Knowing #T-T_s=(T_0 - T_s)e^(kt)#, A pan of warm water (46dgC) was put in a refrigerator. 10 minutes later, the water's temperature was 39dgC; 10 minutes after that, it was 33dgC. Use Newton's law of cooling to estimate how cold the refrigerator was?

The question is asking for #T_s#.

1 Answer
Jun 15, 2018

I got #-3^@ "C"#.


Well, first, let's define what we have.

  • #T# is the current water temperature.
  • #T_0 = 46^@ "C"# is the starting water temperature.
  • #T_s# is the temperature of the fridge (the surroundings).
  • #t# is the time passed in minutes.
  • #k# is the rate constant of the cooling process, constant with respect to the surrounding temperature.
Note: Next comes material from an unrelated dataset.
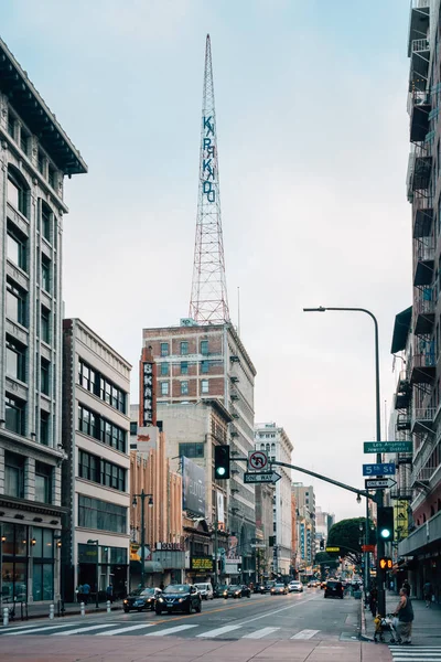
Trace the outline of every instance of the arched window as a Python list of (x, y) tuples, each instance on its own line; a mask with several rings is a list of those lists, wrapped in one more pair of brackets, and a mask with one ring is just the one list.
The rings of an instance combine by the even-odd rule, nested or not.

Also, there's a typo... should be #e^(-kt)#, since #T - T_s# will decrease over time, but #e^(kt)# will increase over time (#T_0 - T_s# is constant).

So, what we really have is:

#T - T_s = (46 - T_s)e^(-kt)#

From the two data points, which are #(T_1,t_1) = (39, 10)# and #(T_2,t_2) = (33, 20)#, we form two equations:

#39 - T_s = (46 - T_s)e^(-10k)#
#33 - T_s = (46 - T_s)e^(-20k)#

Dividing these equations gives:

#(39 - T_s)/(33 - T_s) = e^(-10k + 20k) = e^(10k)#

From this, the rate constant in terms of #T_s# is:

#k = 1/10ln((39 - T_s)/(33 - T_s))#

Plugging this back into the original equation:

#T - T_s = (46 - T_s)e^(-t/10ln((39 - T_s)/(33 - T_s)))#

Now, suppose #10# minutes passed. If #T_s > 39#, it doesn't make sense.

#39 - T_s = (46 - T_s)e^(-10/10ln((39 - T_s)/(33 - T_s)))#

#(39 - T_s)/(46 - T_s) = e^(-ln((39 - T_s)/(33 - T_s)))#

#= e^(ln((33 - T_s)/(39 - T_s)))#

#= (33 - T_s)/(39 - T_s)#

Solving this now, we get:

#(39 - T_s)^2 = (33 - T_s)(46 - T_s)#

#1521 - 78T_s + T_s^2 = 1518 - 79T_s + T_s^2#

#1521 + T_s = 1518#

#color(blue)(T_s = -3^@ "C")#